Why do outages of mission-critical applications still happen? Aren't there multiple solutions that can alert IT teams to problems? Yes – and that can be part of the problem. One alarm goes off, and then another and another until the team is quickly overwhelmed. By the time an incident like this is brought under control, the company may have lost on average as much as $750,000 for a 90-minute outage, according to the Ponemon report, Cost of Data Center Outages, in addition to loss of face and damage to brand value.
What typically happens next is that forensic experts go through multiple product consoles and logs to identify the cause of an incident, and the blame gets passed around as time ticks away. But deep machine learning-based, root-cause analytics and predictive analytics technologies are helping organizations dramatically prevent such incidents and reduce mean time to repair.
In a digital-first world, teams must manage unparalleled amounts of data while predicting and preventing outages, in real time, while maintaining and delivering agile, reliable applications. The problem is that most organizations must tap several different siloed vendor tools to assist in the monitoring, identifying, mitigation and remediation of incidents and hope that they speak to each other, which traditionally hasn't happened.
IT infrastructure keeps changing from physical to hybrid and multi-cloud environments, and new architectures keep arising. Consequently, it is becoming impossible for IT administrators to keep up with the multitude of objects, with thousands of metrics generating data in near-real time.
Applications in today's environments need to be reliable and secure within these high performance environments, so new approaches must be employed to provide intelligence. Automated, self-learning solutions that analyze and provide insight into applications and infrastructure topologies are essential in this transformation.
The New Language of Monitoring Tools
Vendors are throwing around phrases like "big data" and "machine learning" because organizations understand that these features can help them tackle the complex needs of application performance. But what do they really mean?

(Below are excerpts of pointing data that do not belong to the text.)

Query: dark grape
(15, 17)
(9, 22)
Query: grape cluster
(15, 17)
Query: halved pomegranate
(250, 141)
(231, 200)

Machine Learning: Machine learning is self-learning, supervised or unsupervised algorithms that can be based on neural networks, statistics or Digital Signal Processing et al.
Big Data Architecture: A framework for managing masses of structured and unstructured data in an automated, highly scalable way using open source technologies.
Domain Knowledge: Questions about what happened, what caused it, how to remediate it and prevent it from happening again – the domain knowledge in TechOps and DevOps helps answer them.
5 Questions About Your Monitoring Solution
Ask these 5 questions before moving forward with a monitoring solution that can address application outages:
1. Immediate Intelligence: Does the solution identify in real time, those alarms that need immediate attention?
2. Scalability: Does the solution scale and is it able to handle millions of objects?
3. Automation: Does it quickly pinpoint the root cause of the problem and identify how to fix it, rather than relying on expensive domain experts?
4. Communal Wisdom: Do you have access to tribal knowledge such as vendor knowledge bases, discussion forums and the latest state-of-the-art technologies in order to help teams remediate incidents quickly and efficiently?
5. Prevention: Historically, monitoring tools send alerts only after a problem has already occurred or when the rules and set thresholds are violated, but the key to preventing outages is to predict issues in advance. Does the solution provide alerts to anomalous trends or potentially dangerous issues before they impact your application?
Yesterday's siloed IT management tools tend not to communicate with each other, causing confusion and over-alerting. This makes it difficult, if not impossible, for IT teams to determine what's worth investigating and what's not – paving the way for service disruptions and breaches. Fortunately, today's solutions offer real-time insight and recommendations for remediation, as well as analytics that can predict trouble so you can stop problems before they start.